Lung cancer risks went up 18% with each increase of 5 migrograms of PM 2.5. Researchers noted that they did not find a level of pollution for where there was no risk, and the results indicated "the more the worse, the less the better" when it came to pollution.
"At this stage, we might have to add air pollution, even at current concentrations, to the list of causes of lung cancer and recognize that air pollution has large effects on public health," Takashi Yorifuji from the Okayama University Graduate School of Environmental and Life Science and Saori Kashima from Hiroshima University in Japan…."
A second study shows the risk of dying or going to the hospital because of heart failure increased by 3.52 percent for every 1 part per million increase of carbon monoxide levels; 2.36 percent for every increase of 10 parts per billion of sulfur dioxide; 1.7 percent for ever 10 parts per billion increase in nitrogen dioxide; and about 2 percent for every 10 micrograms per cubic meter increase of particulate matter. Surprisingly, increases in ozone were not linked to heart failure. Unsurprisingly, you're breahting in all of these kinds of air pollution if you live in DFW.
All of that is kind of old news – put stuff in air, see stuff harm your lungs and heart. But here's a new "adverse health effect" being linked to air pollution – appendicitis. While not as lethal as lung cancers and heart attacks, anyone who's had their appendix rupture can tell you it's not a pleasant experience.

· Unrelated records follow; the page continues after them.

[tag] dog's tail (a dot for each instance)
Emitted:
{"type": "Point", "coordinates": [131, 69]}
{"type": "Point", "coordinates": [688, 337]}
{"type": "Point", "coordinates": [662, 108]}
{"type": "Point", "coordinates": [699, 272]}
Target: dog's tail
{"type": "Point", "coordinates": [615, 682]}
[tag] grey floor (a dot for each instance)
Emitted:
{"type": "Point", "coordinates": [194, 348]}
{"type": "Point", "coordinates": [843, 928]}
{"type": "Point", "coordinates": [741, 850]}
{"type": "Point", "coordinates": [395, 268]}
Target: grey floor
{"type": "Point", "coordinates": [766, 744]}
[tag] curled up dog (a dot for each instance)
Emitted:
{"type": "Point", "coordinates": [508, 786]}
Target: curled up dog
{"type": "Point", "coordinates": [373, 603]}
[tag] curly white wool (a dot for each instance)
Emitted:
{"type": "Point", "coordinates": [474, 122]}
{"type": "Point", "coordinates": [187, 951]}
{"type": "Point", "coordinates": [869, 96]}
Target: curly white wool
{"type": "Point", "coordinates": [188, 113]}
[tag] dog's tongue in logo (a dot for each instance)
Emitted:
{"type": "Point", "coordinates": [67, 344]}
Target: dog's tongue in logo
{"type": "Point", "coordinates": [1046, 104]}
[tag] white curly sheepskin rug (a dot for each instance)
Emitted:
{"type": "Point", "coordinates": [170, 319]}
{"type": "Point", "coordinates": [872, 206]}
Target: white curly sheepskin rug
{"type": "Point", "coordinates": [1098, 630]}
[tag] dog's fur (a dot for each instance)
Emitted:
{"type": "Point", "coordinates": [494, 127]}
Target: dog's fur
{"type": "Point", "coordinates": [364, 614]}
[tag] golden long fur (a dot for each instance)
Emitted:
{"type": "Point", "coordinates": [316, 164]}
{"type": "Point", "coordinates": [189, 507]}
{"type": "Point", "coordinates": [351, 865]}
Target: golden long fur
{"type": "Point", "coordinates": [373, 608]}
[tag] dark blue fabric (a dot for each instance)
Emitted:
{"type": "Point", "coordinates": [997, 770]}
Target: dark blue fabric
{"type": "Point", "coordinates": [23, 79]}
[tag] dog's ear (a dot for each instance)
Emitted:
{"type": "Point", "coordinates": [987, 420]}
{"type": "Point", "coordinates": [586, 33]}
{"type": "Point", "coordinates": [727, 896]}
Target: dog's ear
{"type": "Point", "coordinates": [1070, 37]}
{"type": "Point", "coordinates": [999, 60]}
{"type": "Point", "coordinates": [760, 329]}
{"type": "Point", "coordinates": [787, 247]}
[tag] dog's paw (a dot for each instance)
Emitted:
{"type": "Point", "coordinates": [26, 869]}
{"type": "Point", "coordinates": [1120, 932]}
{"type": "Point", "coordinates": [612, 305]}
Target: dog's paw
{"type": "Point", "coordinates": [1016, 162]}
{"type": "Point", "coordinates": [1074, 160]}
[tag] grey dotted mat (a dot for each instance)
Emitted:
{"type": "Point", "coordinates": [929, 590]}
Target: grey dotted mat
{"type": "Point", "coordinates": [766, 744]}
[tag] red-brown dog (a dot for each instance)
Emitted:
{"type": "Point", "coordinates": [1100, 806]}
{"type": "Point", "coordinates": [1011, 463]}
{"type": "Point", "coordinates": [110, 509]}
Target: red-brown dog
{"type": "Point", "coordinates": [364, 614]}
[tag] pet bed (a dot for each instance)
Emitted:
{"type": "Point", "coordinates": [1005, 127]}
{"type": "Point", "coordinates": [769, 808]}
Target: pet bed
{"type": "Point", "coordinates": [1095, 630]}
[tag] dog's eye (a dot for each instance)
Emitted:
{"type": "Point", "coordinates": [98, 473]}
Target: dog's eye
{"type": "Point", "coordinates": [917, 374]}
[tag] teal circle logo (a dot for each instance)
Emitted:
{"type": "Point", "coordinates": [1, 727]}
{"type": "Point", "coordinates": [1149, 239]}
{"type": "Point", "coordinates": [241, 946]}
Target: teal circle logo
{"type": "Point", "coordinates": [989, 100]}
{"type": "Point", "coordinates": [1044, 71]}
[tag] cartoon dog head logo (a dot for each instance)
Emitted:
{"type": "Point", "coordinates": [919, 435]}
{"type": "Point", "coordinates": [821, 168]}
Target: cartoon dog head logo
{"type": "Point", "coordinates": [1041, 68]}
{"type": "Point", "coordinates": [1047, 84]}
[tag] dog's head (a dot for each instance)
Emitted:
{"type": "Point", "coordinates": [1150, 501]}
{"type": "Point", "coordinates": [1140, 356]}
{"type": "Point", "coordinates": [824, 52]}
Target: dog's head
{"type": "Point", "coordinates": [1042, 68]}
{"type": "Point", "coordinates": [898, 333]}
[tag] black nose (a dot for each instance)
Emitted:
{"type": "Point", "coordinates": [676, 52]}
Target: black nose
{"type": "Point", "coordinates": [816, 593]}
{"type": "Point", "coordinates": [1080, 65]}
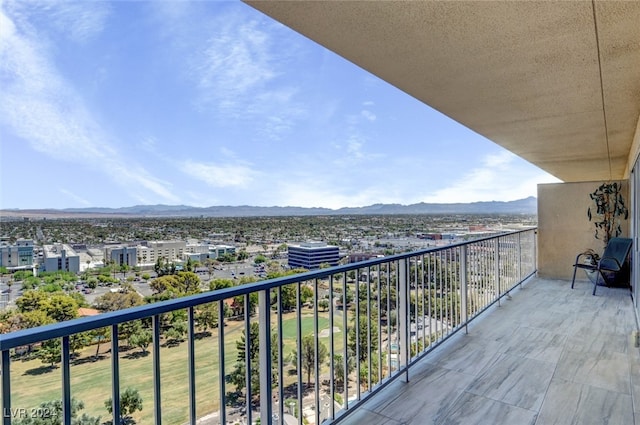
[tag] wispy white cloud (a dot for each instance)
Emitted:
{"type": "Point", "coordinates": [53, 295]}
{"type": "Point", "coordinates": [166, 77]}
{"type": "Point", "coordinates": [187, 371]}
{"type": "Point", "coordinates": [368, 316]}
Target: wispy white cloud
{"type": "Point", "coordinates": [223, 175]}
{"type": "Point", "coordinates": [368, 115]}
{"type": "Point", "coordinates": [77, 199]}
{"type": "Point", "coordinates": [240, 72]}
{"type": "Point", "coordinates": [42, 108]}
{"type": "Point", "coordinates": [500, 177]}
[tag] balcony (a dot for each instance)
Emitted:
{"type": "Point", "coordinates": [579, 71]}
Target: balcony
{"type": "Point", "coordinates": [547, 355]}
{"type": "Point", "coordinates": [457, 334]}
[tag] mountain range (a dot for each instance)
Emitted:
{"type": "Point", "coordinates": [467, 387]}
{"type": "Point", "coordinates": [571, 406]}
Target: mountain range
{"type": "Point", "coordinates": [521, 206]}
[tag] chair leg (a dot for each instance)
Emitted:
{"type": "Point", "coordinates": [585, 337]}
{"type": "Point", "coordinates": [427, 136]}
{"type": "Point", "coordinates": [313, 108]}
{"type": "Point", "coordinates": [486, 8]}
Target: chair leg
{"type": "Point", "coordinates": [595, 284]}
{"type": "Point", "coordinates": [575, 269]}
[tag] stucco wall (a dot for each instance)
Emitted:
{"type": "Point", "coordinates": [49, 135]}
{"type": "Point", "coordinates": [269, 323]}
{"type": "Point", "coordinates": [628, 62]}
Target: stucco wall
{"type": "Point", "coordinates": [564, 229]}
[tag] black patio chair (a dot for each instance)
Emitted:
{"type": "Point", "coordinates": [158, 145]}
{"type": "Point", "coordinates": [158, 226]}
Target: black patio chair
{"type": "Point", "coordinates": [612, 261]}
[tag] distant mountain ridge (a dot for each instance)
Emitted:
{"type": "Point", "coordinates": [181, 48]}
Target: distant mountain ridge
{"type": "Point", "coordinates": [521, 206]}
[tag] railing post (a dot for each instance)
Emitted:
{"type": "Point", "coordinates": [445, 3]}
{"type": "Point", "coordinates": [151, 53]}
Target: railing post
{"type": "Point", "coordinates": [266, 406]}
{"type": "Point", "coordinates": [496, 267]}
{"type": "Point", "coordinates": [157, 397]}
{"type": "Point", "coordinates": [463, 287]}
{"type": "Point", "coordinates": [191, 350]}
{"type": "Point", "coordinates": [519, 258]}
{"type": "Point", "coordinates": [6, 388]}
{"type": "Point", "coordinates": [115, 374]}
{"type": "Point", "coordinates": [403, 314]}
{"type": "Point", "coordinates": [66, 381]}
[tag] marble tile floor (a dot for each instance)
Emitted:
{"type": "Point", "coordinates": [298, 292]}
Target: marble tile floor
{"type": "Point", "coordinates": [548, 355]}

And while ozone may not have been linked to heart problems in that previous study, the New York Times reports a Canadian one links it to a slight increase in your chances of having appendicitis.

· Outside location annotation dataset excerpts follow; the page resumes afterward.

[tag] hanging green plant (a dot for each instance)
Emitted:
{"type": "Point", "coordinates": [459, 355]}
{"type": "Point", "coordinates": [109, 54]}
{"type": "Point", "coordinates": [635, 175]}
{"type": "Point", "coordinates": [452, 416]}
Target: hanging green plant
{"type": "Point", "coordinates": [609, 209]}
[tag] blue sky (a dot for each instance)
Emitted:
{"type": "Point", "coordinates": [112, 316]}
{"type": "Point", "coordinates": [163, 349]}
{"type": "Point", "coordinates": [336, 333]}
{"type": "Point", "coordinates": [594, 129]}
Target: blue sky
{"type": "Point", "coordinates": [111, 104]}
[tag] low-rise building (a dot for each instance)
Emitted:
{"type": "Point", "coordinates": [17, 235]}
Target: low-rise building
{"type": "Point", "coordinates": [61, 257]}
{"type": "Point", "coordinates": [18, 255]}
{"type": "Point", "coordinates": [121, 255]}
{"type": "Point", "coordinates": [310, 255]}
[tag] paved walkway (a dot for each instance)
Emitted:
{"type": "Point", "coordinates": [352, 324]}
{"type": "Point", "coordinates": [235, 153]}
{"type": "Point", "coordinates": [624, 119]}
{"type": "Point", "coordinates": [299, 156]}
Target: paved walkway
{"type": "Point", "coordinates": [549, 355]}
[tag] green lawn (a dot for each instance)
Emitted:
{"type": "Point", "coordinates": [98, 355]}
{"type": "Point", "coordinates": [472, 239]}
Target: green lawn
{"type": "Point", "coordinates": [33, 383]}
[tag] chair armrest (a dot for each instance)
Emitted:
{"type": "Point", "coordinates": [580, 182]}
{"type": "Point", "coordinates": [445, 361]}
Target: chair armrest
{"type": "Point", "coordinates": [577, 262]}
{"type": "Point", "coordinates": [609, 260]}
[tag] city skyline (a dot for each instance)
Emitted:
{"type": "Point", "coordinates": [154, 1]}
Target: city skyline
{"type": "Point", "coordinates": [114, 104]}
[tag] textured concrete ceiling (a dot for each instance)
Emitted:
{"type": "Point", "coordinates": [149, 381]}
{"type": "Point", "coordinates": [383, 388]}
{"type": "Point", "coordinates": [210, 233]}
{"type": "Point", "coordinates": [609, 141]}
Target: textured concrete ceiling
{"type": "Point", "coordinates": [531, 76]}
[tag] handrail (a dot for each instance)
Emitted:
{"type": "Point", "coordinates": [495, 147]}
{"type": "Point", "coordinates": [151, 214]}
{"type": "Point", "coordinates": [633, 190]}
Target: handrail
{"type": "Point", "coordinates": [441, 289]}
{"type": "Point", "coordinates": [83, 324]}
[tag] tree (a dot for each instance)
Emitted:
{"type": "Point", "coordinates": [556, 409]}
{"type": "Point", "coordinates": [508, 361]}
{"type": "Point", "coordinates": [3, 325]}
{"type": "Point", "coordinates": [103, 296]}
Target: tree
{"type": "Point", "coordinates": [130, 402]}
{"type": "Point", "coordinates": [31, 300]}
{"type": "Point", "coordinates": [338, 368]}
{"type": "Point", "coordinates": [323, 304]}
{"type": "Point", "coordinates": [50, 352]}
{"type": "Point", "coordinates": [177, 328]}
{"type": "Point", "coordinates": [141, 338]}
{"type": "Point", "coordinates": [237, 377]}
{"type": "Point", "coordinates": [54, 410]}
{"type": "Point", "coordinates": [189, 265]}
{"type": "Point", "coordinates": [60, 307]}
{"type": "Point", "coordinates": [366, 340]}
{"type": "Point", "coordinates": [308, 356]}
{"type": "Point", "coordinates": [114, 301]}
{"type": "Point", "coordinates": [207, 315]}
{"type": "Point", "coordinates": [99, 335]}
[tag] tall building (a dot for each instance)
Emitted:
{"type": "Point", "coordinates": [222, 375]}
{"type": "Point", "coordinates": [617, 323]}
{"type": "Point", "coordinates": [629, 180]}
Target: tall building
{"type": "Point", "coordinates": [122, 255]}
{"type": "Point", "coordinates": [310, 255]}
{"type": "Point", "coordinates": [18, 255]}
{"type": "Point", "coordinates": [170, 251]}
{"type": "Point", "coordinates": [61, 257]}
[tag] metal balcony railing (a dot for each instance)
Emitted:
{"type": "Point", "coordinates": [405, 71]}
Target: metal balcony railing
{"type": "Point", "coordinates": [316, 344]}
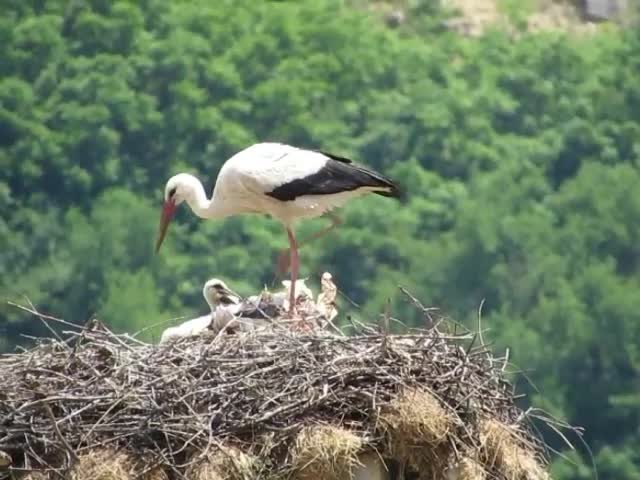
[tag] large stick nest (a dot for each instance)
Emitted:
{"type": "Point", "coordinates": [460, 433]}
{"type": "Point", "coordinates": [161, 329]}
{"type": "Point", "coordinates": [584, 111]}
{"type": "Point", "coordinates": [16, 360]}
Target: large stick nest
{"type": "Point", "coordinates": [266, 404]}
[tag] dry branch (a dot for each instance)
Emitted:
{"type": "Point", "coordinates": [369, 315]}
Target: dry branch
{"type": "Point", "coordinates": [184, 403]}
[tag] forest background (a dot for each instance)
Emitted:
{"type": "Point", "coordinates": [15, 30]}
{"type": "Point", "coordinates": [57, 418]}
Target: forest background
{"type": "Point", "coordinates": [519, 149]}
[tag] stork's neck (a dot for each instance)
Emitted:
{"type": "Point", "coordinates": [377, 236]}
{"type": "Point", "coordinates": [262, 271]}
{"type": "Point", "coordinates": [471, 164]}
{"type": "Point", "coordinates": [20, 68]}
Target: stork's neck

High ozone levels were associated with an increased number of hospitalizations for appendicitis and were even more strongly associated with cases of burst appendix. For each 16 parts per billion increase in ozone concentration the scientists found an 11 to 22 percent increase in ruptured appendix cases. The study was published in Environmental Health Perspectives. The associations persisted after controlling for age, sex, season of the year and the presence of other air pollutants, like nitrogen dioxide and particulate matter. The reason for the association is unclear, but studies in mice have shown that air pollution can alter the animals’ abdominal bacteria.
Who knew?
Yep, Diesel Exhaust is Really Bad For You
In maybe the least surprising air quality news this week, a long-term study involving thousands of participants concluded that exposure to diesel pollution increases your risk of lung cancer significantly. For those most heavily exposed, the risk was three to seven times higher.
Because the subjects were all miners who were working eight or more hour a day in underground chambers full of diesel engines, the results were predictable to anyone tracking the science in the 20 years since the study began. But it was the association of disease with diesel pollution at even “low levels” that will drive the debate over how and where highways are built or expanded. There’ve been a rash of studies coming out over the last year or so linking road traffic pollution to asthma, heart attacks, strokes and all the other ailments caused by bad air.
Perhaps the most interesting thing about the study is that so much energy was expended by the diesel lobby to keep it from ever seeing the light of day. To the point of requiring the the Department of Health and Human Services to turn over documents and be held in contempt for not doing so.